Define the convolution $@$ for $f,g \in \hom(C,A)$ by $$(f @ g)(x) = \mu (f \otimes g) \Delta(x)$$
Now, the triple $(\hom(C,A),@,\nu \epsilon)$ defines an algebra. A neccessary condition in showing this is showing that $\mu \epsilon$ is a left\right unit. To show that it is a left unit, observe that:
$$((\mu \epsilon) @ f)(x) = \Sigma_{(x)} \epsilon(x')f(x'')=f(\Sigma_{x}\epsilon(x')x'')=f(x)$$
Can somebody explain to me the first equality $$((\mu \epsilon) @ f)(x) = \Sigma_{(x)} \epsilon(x')f(x'')$$
Why can we simply drop the $\mu$? I feel like this SHOULD read as
$$((\mu \epsilon) @ f)(x) = \Sigma_{(x)} (\mu \epsilon)(x')f(x'').$$
But alas, it does not. This is on page 50 Proposition 3.1 in Christian Kassel's "Quantum Groups".
I will denote the convolution product on $\operatorname{hom}(C, A)$ by $*$ instead of $@$, because $@$ hurts my eyes.
The calculation is Kassel’s book is slightly different than the one you have written down. Kassel states that $$ ( (\eta \varepsilon) * f )(x) = \sum_{(x)} \varepsilon(x') f(x'') = f \left( \sum_{(x)} \varepsilon(x') x'' \right) = f(x) \,. $$ Note that we are using $\eta \varepsilon$, not $\mu \varepsilon$. The composite $\mu \varepsilon$ doesn’t even make sense because $\varepsilon$ goes from $C$ to $k$ (the ground field) while $\mu$ goes from $A \otimes A$ to $A$.

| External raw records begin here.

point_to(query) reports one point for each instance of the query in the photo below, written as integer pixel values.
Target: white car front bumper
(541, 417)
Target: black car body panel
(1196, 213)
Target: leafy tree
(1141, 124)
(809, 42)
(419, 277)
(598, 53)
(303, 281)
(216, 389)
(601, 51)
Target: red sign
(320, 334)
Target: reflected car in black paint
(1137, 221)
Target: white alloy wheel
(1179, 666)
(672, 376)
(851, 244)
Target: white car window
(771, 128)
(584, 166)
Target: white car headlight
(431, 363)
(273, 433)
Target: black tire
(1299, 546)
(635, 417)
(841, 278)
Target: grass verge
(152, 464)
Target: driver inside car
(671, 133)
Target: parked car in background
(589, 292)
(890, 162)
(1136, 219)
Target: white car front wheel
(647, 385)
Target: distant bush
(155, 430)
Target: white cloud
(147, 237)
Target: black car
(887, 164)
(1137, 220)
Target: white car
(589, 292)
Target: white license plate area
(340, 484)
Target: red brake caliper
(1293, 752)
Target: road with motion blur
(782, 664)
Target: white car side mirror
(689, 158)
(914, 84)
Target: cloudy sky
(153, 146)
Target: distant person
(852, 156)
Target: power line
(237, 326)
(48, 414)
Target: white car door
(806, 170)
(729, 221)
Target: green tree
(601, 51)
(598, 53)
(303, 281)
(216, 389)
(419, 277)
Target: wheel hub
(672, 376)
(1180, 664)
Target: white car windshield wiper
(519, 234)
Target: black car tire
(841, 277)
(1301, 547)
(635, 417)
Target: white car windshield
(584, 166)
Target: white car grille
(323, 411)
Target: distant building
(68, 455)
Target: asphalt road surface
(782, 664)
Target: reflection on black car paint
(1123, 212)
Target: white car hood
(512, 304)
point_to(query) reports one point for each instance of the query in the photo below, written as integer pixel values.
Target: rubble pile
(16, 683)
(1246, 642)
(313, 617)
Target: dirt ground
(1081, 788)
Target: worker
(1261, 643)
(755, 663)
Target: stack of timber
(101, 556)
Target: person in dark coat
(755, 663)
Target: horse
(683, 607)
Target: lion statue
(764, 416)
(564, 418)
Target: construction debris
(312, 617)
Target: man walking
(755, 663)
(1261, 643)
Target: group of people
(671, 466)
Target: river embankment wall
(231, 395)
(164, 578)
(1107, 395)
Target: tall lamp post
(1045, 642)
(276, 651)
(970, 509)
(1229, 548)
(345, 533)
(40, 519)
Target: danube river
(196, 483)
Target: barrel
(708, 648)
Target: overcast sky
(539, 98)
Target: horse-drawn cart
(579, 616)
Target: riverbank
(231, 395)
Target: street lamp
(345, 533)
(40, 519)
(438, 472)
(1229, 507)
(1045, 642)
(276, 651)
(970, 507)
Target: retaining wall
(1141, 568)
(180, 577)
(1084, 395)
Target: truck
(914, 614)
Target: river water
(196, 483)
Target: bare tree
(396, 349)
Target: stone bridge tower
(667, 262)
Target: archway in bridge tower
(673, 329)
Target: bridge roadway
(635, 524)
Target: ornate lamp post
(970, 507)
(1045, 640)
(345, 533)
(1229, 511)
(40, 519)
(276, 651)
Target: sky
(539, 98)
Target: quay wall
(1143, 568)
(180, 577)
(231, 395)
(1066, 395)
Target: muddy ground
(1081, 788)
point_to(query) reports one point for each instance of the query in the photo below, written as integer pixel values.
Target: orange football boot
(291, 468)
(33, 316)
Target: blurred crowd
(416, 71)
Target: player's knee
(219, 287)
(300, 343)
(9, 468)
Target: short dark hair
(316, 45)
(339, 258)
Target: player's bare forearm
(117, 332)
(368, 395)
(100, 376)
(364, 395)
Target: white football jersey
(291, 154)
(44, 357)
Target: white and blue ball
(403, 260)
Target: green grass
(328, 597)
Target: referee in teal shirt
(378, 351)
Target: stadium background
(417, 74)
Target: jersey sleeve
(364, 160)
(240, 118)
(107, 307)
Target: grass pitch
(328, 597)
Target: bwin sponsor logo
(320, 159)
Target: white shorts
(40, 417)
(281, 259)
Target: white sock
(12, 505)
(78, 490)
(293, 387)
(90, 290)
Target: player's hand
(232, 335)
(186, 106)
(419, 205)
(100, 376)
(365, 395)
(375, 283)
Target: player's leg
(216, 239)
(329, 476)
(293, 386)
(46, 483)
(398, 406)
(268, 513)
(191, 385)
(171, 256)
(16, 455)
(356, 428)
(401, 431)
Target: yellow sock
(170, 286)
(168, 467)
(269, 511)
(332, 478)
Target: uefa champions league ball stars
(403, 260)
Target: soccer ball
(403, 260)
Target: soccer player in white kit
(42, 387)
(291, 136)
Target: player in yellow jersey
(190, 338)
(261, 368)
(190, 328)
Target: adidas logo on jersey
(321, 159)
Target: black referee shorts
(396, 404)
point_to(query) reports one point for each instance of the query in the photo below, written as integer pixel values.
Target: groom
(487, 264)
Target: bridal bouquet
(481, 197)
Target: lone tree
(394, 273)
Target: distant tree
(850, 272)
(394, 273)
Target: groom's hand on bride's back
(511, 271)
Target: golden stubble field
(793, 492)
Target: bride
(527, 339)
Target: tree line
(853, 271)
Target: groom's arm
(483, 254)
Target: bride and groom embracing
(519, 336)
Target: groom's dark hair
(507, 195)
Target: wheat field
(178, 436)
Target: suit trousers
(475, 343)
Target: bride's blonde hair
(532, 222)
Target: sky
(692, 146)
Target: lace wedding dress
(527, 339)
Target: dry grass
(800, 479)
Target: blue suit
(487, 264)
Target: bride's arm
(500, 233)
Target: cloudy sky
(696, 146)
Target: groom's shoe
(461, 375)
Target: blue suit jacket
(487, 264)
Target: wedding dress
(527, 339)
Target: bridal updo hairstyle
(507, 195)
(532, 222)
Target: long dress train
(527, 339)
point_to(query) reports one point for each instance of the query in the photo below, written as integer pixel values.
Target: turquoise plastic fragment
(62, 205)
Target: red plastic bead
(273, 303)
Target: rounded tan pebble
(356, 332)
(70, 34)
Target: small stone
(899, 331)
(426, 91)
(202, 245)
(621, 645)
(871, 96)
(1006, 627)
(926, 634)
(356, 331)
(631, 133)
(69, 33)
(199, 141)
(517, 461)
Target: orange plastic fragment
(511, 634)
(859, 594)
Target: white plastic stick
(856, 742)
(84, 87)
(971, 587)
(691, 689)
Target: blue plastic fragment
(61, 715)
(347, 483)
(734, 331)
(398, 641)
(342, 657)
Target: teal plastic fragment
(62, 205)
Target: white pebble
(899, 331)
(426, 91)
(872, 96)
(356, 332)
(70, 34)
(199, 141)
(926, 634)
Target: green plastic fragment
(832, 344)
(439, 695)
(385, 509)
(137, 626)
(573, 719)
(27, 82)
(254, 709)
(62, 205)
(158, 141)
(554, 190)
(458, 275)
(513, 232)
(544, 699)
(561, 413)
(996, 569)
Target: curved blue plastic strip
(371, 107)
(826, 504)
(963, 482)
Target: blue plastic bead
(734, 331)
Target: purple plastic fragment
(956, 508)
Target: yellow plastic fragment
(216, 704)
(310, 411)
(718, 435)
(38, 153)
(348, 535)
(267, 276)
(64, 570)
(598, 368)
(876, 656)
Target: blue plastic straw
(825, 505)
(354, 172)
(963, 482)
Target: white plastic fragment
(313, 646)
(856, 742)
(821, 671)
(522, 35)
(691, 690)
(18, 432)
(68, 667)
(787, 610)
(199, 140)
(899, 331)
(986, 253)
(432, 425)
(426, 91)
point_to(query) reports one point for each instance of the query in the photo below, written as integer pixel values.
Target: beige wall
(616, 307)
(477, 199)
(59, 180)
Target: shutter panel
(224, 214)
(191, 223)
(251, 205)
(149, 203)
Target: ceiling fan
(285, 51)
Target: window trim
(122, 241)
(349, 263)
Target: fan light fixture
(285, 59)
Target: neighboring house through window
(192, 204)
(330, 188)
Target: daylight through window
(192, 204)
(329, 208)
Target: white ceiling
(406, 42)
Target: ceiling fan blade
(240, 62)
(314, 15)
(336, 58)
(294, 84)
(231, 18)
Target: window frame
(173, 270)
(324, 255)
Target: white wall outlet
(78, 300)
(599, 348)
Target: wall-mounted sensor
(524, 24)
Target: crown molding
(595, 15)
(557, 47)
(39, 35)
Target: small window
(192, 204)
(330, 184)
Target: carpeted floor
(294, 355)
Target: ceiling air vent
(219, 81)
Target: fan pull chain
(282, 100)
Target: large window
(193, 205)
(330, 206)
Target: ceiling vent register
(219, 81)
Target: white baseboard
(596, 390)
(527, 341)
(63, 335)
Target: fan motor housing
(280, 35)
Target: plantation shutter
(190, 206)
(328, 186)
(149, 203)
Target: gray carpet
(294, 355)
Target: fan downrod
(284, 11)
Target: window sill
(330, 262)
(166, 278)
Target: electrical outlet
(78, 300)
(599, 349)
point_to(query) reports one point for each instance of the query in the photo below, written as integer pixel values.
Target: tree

To understand the first equality in this calculation we need to use the formula for the convolution product. The convolution $(\eta \varepsilon) * f$ is defined as the composite $$ C \xrightarrow{\enspace \Delta \enspace} C \otimes C \xrightarrow{\enspace (\eta \varepsilon) \otimes f \enspace} A \otimes A \xrightarrow{ \enspace \mu \enspace } A \,. $$ We therefore have \begin{align*} ( (\eta \varepsilon) * f )(x) &= [ \mu \circ ( (\eta \varepsilon) \otimes f ) \circ \Delta ](x) \\ &= [ \mu \circ ( (\eta \varepsilon) \otimes f ) ]( \Delta(x) ) \\ &= [ \mu \circ ( (\eta \varepsilon) \otimes f ) ]\left( \sum_{(x)} x' \otimes x'' \right) \\ &= \mu\left( ((\eta \varepsilon) \otimes f)\left( \sum_{(x)} x' \otimes x'' \right) \right) \\ &= \mu\left( \sum_{(x)} (\eta \varepsilon)(x') \otimes f(x'') \right) \\ &= \sum_{(x)} (\eta \varepsilon)(x') f(x'') \\ &= \sum_{(x)} \eta(\varepsilon(x')) f(x'') \,. \end{align*} The map $\eta$ is the unit of the algebra $A$. This map is given by $$ \eta(\lambda) = \lambda 1_A $$ for all $\lambda \in k$, where the multiplication on the right hand side denotes the scalar multiplication on $A$. We therefore have $$ \eta(\lambda) y = (\lambda 1_A) y = \lambda (1_A y) = \lambda y $$ for all $\lambda \in k$ and all $y \in A$. This explans why we can “simply drop the $\eta$”. By inserting this in the above calculation we arrive at $$ ( (\eta \varepsilon) * f )(x) = \sum_{(x)} \eta(\varepsilon(x')) f(x'') = \sum_{(x)} \varepsilon(x') f(x'') \,. $$ This is precisely the identity that Kassel uses in the first step of his calculation.